Jour 2 – Vallon du Ferrand – Chemin de la Cheminée

19 juin – 6h30

Je n’ai rien dormi mais je suis content que le soleil se lève pour commencer une nouvelle journée de beau vélo.

Au-delà du parking, le paysage redonne le sourire. En attendant que tout le monde se lève je fais un tour dans les pentes du village. Par dessus le bruit des moutons, un ancien aiguise sa faux et coupe l’herbe avec une gestuelle parfaitement maîtrisée.

9h30

Prêts à quitter Besse, l’eau et la nourriture sont dans le sac, il n’y a plus qu’à rouler.

Une montée sur piste nous amène rapidement devant l’Echine de Praouat qui brille sur notre gauche. Ce dôme de schistes argentés qui se prolonge en une arête très marquée attire notre attention. Le soleil tape sur les ardoises et se reflète sur nous.

En rejoignant les bordures du Torrent de la Valette, une grosse pelleteuse bloque le passage.

Le conducteur n’entend pas nos sifflements donc on contourne par le talus par crainte de se prendre un méchant coup de pelle. On s’étonne de voir un si gros chantier dans un espace si calme et sauvage. En cherchant un peu, on comprend qu’une centrale hydroéléctrique va se construire sur la commune de Clavans-le-Haut et que la conduite forcée acheminant l’eau prendra pied dans le torrent de la Valette.

On réalise alors que la montagne, de la même façon que les territoires plus urbains, se doit d’exploiter ses richesses (en particulier l’eau des torrents) pour développer son autonomie financière et énergétique.

C’est l’équivalent, dans une moindre ampleur, des installations de la basse Vallée de la Romanche qui fournissent notamment les stations de ski et le bassin grenoblois en électricité (barrage ; centrale hydro-électrique ; lignes haute-tension).

On sort bientôt du lit du Torrent de la Valette. Cap sur le Col de la Valette, sur notre gauche.

On s’attaque à un bon morceau de montée, dans les ornières à vache. 

Il faudra rapidement pousser le vélo. Après une bonne heure de montée on rejoint le col. En contrebas on aperçoit les virages pentus que l’on a grimpés.

Petite pause figolu avant le last-push pour atteindre le point culminant du jour.

L’ascension se termine par un portage, le Col de la Valette est déjà bien plus bas. Nous voilà à 2470 m.

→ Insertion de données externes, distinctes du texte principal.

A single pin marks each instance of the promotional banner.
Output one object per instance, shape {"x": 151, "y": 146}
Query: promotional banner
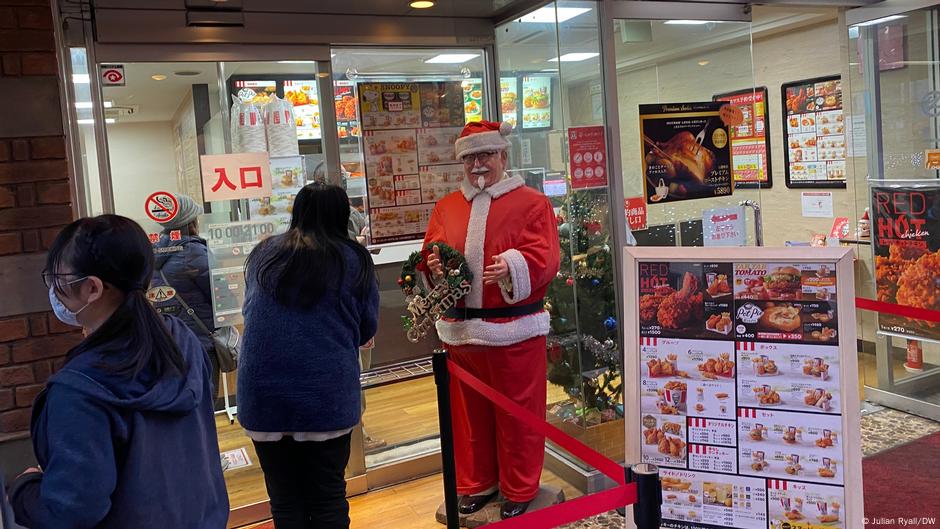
{"x": 587, "y": 153}
{"x": 906, "y": 238}
{"x": 686, "y": 152}
{"x": 814, "y": 133}
{"x": 724, "y": 227}
{"x": 750, "y": 140}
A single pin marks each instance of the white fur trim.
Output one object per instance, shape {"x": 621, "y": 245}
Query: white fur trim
{"x": 479, "y": 332}
{"x": 491, "y": 140}
{"x": 507, "y": 184}
{"x": 473, "y": 247}
{"x": 519, "y": 272}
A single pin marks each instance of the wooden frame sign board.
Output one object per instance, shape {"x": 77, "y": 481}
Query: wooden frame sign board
{"x": 743, "y": 371}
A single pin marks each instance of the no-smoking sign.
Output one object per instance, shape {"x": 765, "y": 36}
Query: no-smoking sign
{"x": 161, "y": 207}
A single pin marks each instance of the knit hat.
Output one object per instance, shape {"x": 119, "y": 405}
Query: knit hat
{"x": 188, "y": 212}
{"x": 482, "y": 136}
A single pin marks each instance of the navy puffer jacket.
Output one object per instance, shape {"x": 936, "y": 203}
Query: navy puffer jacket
{"x": 185, "y": 263}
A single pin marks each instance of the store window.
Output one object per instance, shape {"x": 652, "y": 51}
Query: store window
{"x": 551, "y": 88}
{"x": 892, "y": 72}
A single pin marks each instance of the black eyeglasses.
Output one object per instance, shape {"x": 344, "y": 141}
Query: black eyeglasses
{"x": 49, "y": 278}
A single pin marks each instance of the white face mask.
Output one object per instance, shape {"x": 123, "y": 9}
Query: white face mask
{"x": 63, "y": 313}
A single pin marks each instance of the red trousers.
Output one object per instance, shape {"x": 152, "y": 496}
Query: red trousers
{"x": 492, "y": 447}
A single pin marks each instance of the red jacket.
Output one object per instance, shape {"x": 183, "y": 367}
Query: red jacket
{"x": 507, "y": 219}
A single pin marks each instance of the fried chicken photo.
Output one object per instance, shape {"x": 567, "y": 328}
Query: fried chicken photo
{"x": 683, "y": 158}
{"x": 677, "y": 308}
{"x": 919, "y": 285}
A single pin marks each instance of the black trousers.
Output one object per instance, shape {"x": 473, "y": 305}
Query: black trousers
{"x": 306, "y": 482}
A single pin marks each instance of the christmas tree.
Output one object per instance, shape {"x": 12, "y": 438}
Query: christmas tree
{"x": 582, "y": 354}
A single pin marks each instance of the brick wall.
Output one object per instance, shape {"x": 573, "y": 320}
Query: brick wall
{"x": 35, "y": 203}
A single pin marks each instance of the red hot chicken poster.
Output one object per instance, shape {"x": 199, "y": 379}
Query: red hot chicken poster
{"x": 906, "y": 237}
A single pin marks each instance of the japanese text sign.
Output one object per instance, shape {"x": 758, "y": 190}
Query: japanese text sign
{"x": 634, "y": 208}
{"x": 588, "y": 157}
{"x": 236, "y": 176}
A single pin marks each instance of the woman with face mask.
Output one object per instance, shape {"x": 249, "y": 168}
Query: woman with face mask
{"x": 124, "y": 432}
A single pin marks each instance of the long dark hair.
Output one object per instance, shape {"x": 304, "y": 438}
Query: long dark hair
{"x": 308, "y": 260}
{"x": 116, "y": 250}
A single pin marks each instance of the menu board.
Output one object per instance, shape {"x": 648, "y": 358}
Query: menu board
{"x": 509, "y": 100}
{"x": 347, "y": 116}
{"x": 409, "y": 153}
{"x": 686, "y": 152}
{"x": 473, "y": 99}
{"x": 814, "y": 133}
{"x": 536, "y": 102}
{"x": 303, "y": 95}
{"x": 389, "y": 105}
{"x": 740, "y": 390}
{"x": 905, "y": 229}
{"x": 750, "y": 140}
{"x": 255, "y": 91}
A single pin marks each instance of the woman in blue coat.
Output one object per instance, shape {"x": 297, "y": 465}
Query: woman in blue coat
{"x": 311, "y": 302}
{"x": 124, "y": 432}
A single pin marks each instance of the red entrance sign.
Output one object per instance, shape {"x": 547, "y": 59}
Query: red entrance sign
{"x": 634, "y": 208}
{"x": 161, "y": 207}
{"x": 587, "y": 153}
{"x": 236, "y": 176}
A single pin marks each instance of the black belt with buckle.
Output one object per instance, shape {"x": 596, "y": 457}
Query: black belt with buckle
{"x": 463, "y": 313}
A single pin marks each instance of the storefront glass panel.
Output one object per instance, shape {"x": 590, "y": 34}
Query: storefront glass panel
{"x": 894, "y": 67}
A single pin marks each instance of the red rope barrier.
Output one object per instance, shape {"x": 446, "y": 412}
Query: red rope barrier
{"x": 913, "y": 313}
{"x": 577, "y": 448}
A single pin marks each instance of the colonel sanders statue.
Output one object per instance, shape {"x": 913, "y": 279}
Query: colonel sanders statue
{"x": 509, "y": 235}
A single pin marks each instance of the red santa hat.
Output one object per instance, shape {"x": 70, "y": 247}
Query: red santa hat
{"x": 482, "y": 136}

Aire protégée du réseau Natura 2000, le Vallon du Ferrand nous attend.

Une grande prairie s’ouvre et nous mène à la source du Ferrand, alimentée par la neige des sommets à 3000 qui l’entourent.

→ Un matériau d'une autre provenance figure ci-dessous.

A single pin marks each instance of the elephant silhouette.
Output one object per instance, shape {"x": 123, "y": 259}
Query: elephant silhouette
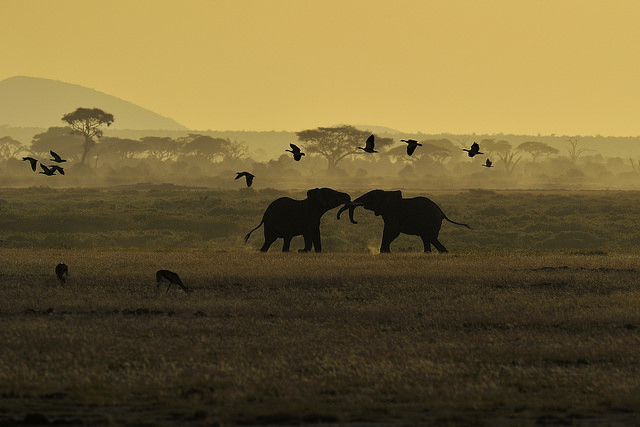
{"x": 416, "y": 216}
{"x": 286, "y": 217}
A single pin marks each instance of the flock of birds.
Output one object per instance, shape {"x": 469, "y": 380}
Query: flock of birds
{"x": 369, "y": 147}
{"x": 172, "y": 278}
{"x": 47, "y": 170}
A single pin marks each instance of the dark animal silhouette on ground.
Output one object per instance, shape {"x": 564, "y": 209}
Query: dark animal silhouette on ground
{"x": 369, "y": 145}
{"x": 31, "y": 160}
{"x": 417, "y": 216}
{"x": 58, "y": 169}
{"x": 166, "y": 276}
{"x": 62, "y": 272}
{"x": 412, "y": 144}
{"x": 249, "y": 177}
{"x": 475, "y": 149}
{"x": 286, "y": 217}
{"x": 46, "y": 170}
{"x": 295, "y": 150}
{"x": 56, "y": 157}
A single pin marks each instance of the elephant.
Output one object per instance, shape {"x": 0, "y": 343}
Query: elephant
{"x": 286, "y": 217}
{"x": 417, "y": 216}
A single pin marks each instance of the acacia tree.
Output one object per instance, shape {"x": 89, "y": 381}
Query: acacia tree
{"x": 88, "y": 122}
{"x": 574, "y": 151}
{"x": 162, "y": 148}
{"x": 503, "y": 150}
{"x": 336, "y": 143}
{"x": 10, "y": 148}
{"x": 537, "y": 149}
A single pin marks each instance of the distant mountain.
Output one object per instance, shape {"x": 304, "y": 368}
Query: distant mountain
{"x": 36, "y": 102}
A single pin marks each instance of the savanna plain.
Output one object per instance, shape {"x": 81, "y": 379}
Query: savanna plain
{"x": 532, "y": 318}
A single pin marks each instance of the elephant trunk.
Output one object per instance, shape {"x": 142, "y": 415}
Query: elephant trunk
{"x": 352, "y": 207}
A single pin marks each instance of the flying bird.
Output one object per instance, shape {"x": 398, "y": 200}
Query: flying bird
{"x": 412, "y": 144}
{"x": 58, "y": 169}
{"x": 31, "y": 160}
{"x": 62, "y": 272}
{"x": 475, "y": 149}
{"x": 166, "y": 276}
{"x": 56, "y": 157}
{"x": 295, "y": 150}
{"x": 368, "y": 148}
{"x": 247, "y": 175}
{"x": 46, "y": 170}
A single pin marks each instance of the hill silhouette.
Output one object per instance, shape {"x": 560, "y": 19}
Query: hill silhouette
{"x": 38, "y": 102}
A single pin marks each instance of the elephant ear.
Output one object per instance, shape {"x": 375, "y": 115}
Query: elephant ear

Passerelle après passerelle on suit le courant.

Le torrent s’élargit à mesure que l’on descend, on roule au plus près des remous qui se font de plus en plus puissants. La descente s’étale agréablement. On arrive sur la fin.

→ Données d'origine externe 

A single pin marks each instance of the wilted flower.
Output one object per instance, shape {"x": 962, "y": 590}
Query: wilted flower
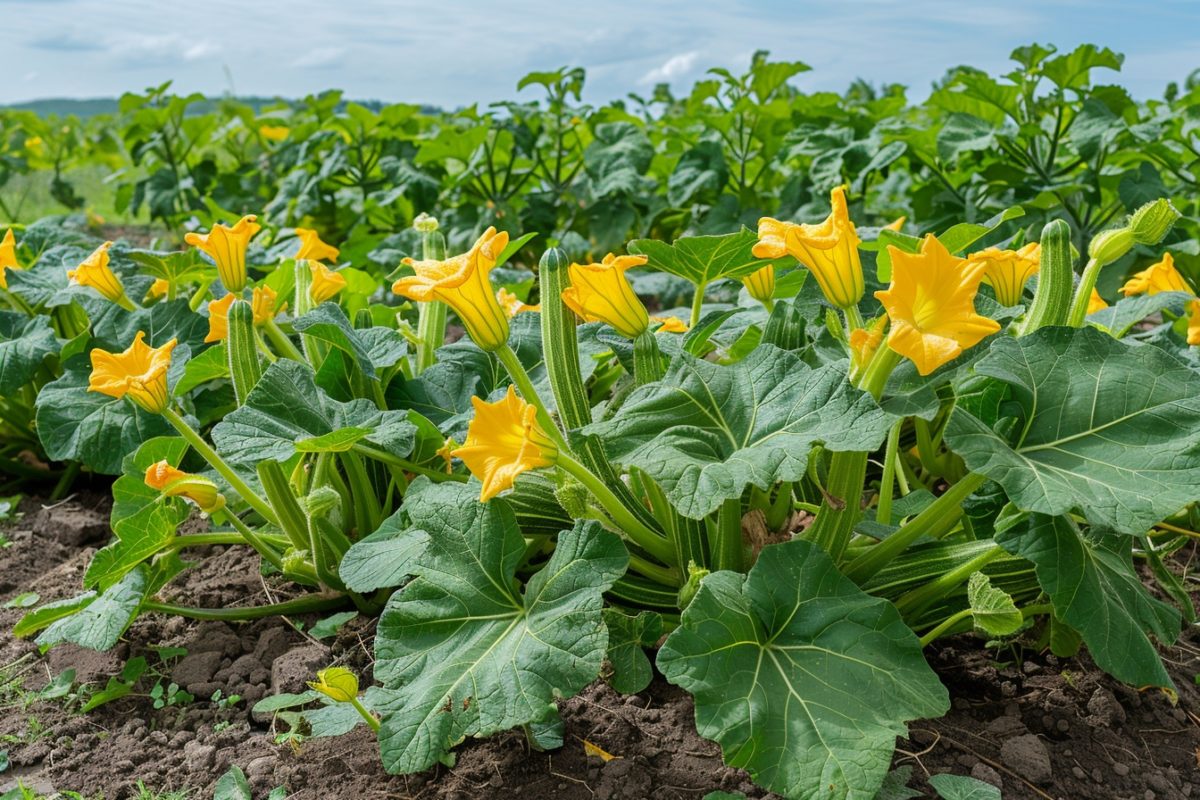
{"x": 931, "y": 305}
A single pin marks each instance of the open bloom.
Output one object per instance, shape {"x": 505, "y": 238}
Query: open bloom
{"x": 325, "y": 282}
{"x": 504, "y": 440}
{"x": 263, "y": 305}
{"x": 95, "y": 272}
{"x": 600, "y": 293}
{"x": 1008, "y": 270}
{"x": 761, "y": 284}
{"x": 513, "y": 305}
{"x": 931, "y": 305}
{"x": 177, "y": 483}
{"x": 462, "y": 282}
{"x": 227, "y": 247}
{"x": 139, "y": 372}
{"x": 219, "y": 318}
{"x": 312, "y": 248}
{"x": 1157, "y": 277}
{"x": 7, "y": 257}
{"x": 828, "y": 250}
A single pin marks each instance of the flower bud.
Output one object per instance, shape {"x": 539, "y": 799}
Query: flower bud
{"x": 1153, "y": 221}
{"x": 1110, "y": 245}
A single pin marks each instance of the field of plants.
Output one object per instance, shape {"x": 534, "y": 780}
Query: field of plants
{"x": 747, "y": 443}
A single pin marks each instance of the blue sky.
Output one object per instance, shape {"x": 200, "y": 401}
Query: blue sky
{"x": 454, "y": 53}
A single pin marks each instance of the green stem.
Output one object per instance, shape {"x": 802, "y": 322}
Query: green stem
{"x": 648, "y": 540}
{"x": 197, "y": 441}
{"x": 306, "y": 605}
{"x": 937, "y": 516}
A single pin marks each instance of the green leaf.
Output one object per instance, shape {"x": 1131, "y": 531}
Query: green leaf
{"x": 287, "y": 413}
{"x": 94, "y": 428}
{"x": 993, "y": 609}
{"x": 467, "y": 650}
{"x": 1105, "y": 427}
{"x": 105, "y": 618}
{"x": 960, "y": 787}
{"x": 803, "y": 679}
{"x": 628, "y": 639}
{"x": 703, "y": 259}
{"x": 706, "y": 431}
{"x": 1093, "y": 588}
{"x": 144, "y": 521}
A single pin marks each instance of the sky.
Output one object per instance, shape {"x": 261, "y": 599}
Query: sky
{"x": 460, "y": 52}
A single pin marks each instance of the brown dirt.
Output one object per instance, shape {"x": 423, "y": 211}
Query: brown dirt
{"x": 1038, "y": 726}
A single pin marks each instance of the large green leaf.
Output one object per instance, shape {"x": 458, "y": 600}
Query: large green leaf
{"x": 1093, "y": 588}
{"x": 1105, "y": 427}
{"x": 287, "y": 413}
{"x": 706, "y": 431}
{"x": 703, "y": 259}
{"x": 94, "y": 428}
{"x": 802, "y": 678}
{"x": 467, "y": 650}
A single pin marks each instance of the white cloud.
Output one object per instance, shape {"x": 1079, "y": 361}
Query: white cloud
{"x": 675, "y": 67}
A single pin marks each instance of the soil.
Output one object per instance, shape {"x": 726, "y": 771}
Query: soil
{"x": 1033, "y": 725}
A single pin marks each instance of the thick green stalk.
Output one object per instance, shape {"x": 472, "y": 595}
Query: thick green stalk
{"x": 199, "y": 445}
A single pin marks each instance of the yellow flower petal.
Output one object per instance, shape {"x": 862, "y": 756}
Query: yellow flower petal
{"x": 227, "y": 247}
{"x": 828, "y": 250}
{"x": 931, "y": 305}
{"x": 504, "y": 440}
{"x": 600, "y": 293}
{"x": 138, "y": 373}
{"x": 463, "y": 283}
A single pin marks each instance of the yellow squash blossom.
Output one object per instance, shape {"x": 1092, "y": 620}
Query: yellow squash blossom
{"x": 670, "y": 325}
{"x": 828, "y": 250}
{"x": 462, "y": 282}
{"x": 227, "y": 247}
{"x": 325, "y": 282}
{"x": 931, "y": 305}
{"x": 504, "y": 440}
{"x": 600, "y": 293}
{"x": 7, "y": 257}
{"x": 1157, "y": 277}
{"x": 219, "y": 319}
{"x": 263, "y": 305}
{"x": 1008, "y": 270}
{"x": 312, "y": 248}
{"x": 177, "y": 483}
{"x": 761, "y": 284}
{"x": 513, "y": 305}
{"x": 95, "y": 272}
{"x": 139, "y": 373}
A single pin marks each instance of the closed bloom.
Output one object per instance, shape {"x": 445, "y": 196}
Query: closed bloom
{"x": 1008, "y": 270}
{"x": 139, "y": 373}
{"x": 761, "y": 284}
{"x": 828, "y": 250}
{"x": 7, "y": 257}
{"x": 463, "y": 283}
{"x": 931, "y": 305}
{"x": 227, "y": 247}
{"x": 95, "y": 272}
{"x": 219, "y": 318}
{"x": 1157, "y": 277}
{"x": 600, "y": 293}
{"x": 504, "y": 440}
{"x": 325, "y": 282}
{"x": 177, "y": 483}
{"x": 513, "y": 305}
{"x": 263, "y": 305}
{"x": 312, "y": 248}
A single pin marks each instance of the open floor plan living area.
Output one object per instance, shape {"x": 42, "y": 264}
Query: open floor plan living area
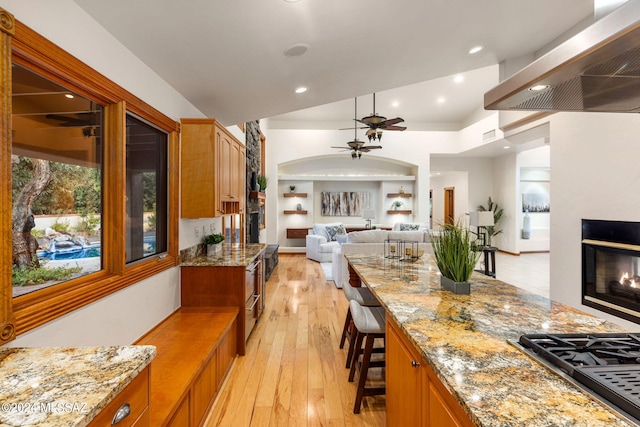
{"x": 303, "y": 213}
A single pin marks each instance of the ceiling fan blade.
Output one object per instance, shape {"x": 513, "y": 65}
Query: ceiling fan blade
{"x": 391, "y": 122}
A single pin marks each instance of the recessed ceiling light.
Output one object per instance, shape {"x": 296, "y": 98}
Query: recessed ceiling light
{"x": 538, "y": 88}
{"x": 296, "y": 50}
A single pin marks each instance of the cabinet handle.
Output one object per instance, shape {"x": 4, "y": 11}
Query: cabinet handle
{"x": 123, "y": 412}
{"x": 255, "y": 301}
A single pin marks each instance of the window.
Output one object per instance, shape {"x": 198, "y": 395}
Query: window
{"x": 56, "y": 177}
{"x": 146, "y": 187}
{"x": 97, "y": 167}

La cascade du Ferrand en fond sonore, une série d’épingles relie le Pont Ferrand qui nous attend plus bas.

Passage validé, personne n’a fini dans le torrent. On continue notre tracé en direction de Clavans-le-Bas. L’appel du bar commence à monter, d’autant plus qu’on a perdu 1000 mètres de dénivelé et la fraîcheur qui va avec. La chaleur écrasante nous amène dans une auberge en plein cœur de Clavans-le-Bas. Ricko, le chien du resto est bien le seul à bouger partout malgré le chaud. On se fait une bonne pause. Mention spéciale aux « frites montagnardes » accompagnées de reblochon et de lardons.

14h00

Le soleil tape fort mais il faut repartir. À ce moment-là JF remonte en direction de Besse pour rejoindre le van alors qu’avec Thomas et Fabrice on part à l’Ouest pour récupérer un sentier en balcon.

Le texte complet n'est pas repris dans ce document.